Mumon Yamada disait à Taikan Jyoji : "le karma est une passion profonde qui ne peut être corrigée". Or, seule une erreur peut être corrigée, en sorte qu'une passion profonde n'est rigoureusement pas une erreur. Il n'y a pas de "mauvais karma" ailleurs que dans l'idée d'une perfection synonyme de pureté. Dans le kôan du Mu de Joshu, le chien est le chien et là est sa passion profonde. Mais s'il est impur et qu'il peut donc être corrigé par une existence exemplaire, alors le chien n'a pas la nature de Buddha et n'est donc pas le chien ; il n'est qu'un reflet dans le mental. Un reflet n'est rigoureusement pas un être sensible. Or, seuls les êtres sensibles ont la nature de Buddha.

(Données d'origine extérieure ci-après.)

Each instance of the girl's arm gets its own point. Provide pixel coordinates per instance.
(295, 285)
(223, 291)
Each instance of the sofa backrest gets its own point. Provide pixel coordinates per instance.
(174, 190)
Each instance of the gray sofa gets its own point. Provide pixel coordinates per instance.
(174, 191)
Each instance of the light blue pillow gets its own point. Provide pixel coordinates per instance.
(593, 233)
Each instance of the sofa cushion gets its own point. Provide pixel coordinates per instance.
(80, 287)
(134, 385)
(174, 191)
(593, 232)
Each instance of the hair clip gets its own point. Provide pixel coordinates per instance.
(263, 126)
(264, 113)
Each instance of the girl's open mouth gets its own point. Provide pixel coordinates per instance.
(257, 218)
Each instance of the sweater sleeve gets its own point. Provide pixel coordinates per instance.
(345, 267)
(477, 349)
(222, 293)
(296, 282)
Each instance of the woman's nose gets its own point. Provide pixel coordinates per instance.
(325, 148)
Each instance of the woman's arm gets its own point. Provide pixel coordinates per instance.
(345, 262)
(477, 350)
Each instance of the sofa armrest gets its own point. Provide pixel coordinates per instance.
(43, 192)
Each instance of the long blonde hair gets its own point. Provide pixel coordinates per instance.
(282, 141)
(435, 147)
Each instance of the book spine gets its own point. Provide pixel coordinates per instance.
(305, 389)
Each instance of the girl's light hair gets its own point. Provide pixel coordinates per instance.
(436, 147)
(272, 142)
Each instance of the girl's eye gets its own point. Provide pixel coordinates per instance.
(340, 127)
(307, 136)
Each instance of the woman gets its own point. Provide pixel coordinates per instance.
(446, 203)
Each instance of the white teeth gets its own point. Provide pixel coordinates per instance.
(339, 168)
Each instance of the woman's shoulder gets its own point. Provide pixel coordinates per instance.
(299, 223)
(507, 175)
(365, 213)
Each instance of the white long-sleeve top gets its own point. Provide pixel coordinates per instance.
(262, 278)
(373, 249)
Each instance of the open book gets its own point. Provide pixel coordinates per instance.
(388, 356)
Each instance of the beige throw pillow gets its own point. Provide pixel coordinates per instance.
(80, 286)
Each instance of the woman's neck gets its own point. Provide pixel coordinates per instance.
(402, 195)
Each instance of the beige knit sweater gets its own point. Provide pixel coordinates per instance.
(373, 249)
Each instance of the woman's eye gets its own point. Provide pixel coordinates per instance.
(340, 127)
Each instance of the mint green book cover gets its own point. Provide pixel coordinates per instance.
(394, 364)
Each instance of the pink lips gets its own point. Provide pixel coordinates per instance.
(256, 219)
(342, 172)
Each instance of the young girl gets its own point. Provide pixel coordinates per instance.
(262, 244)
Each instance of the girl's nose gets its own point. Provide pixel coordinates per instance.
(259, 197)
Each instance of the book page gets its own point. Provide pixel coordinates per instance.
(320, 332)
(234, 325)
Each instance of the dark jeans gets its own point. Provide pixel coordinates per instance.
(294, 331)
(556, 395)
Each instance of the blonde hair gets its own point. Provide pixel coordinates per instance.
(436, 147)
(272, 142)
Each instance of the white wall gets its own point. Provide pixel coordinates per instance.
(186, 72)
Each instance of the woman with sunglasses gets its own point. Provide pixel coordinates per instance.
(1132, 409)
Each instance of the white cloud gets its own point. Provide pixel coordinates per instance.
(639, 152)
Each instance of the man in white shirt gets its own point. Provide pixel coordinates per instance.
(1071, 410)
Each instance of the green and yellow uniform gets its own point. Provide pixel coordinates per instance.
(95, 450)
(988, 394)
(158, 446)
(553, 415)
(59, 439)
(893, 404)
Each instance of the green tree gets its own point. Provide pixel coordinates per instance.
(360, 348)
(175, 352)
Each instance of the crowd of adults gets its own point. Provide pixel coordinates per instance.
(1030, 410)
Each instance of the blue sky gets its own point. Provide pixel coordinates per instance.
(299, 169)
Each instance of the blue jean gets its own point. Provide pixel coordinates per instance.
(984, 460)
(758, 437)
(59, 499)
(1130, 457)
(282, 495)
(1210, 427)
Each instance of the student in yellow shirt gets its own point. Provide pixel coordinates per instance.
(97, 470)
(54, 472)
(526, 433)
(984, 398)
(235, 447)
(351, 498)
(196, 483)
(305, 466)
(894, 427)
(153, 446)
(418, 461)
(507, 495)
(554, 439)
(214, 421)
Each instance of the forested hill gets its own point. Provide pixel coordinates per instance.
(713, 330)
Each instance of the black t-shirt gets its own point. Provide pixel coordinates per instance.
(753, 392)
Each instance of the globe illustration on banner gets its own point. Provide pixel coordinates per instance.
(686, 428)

Nous voyons le monde selon ses reflets et non tel qu'il est avant même l'observation. Mais si nous avons vu dans notre vraie nature, qui est notre vrai soi, alors il suffit de ne plus faire de l'imperfection, des souillures, des erreurs et des troubles tout une affaire. Tout cela ne nous concerne plus. Telle est la vraie liberté. La véritable perfection dans le Zen. La pratique, dans le Zen, consiste à garder cela en mémoire et à le réactualiser à chaque fois que nécessaire, c'est-à-dire quand des obstacles viennent obscurcir notre existence. C'est ce qu'on appelle "briller au travers des circonstances bonnes ou mauvaises".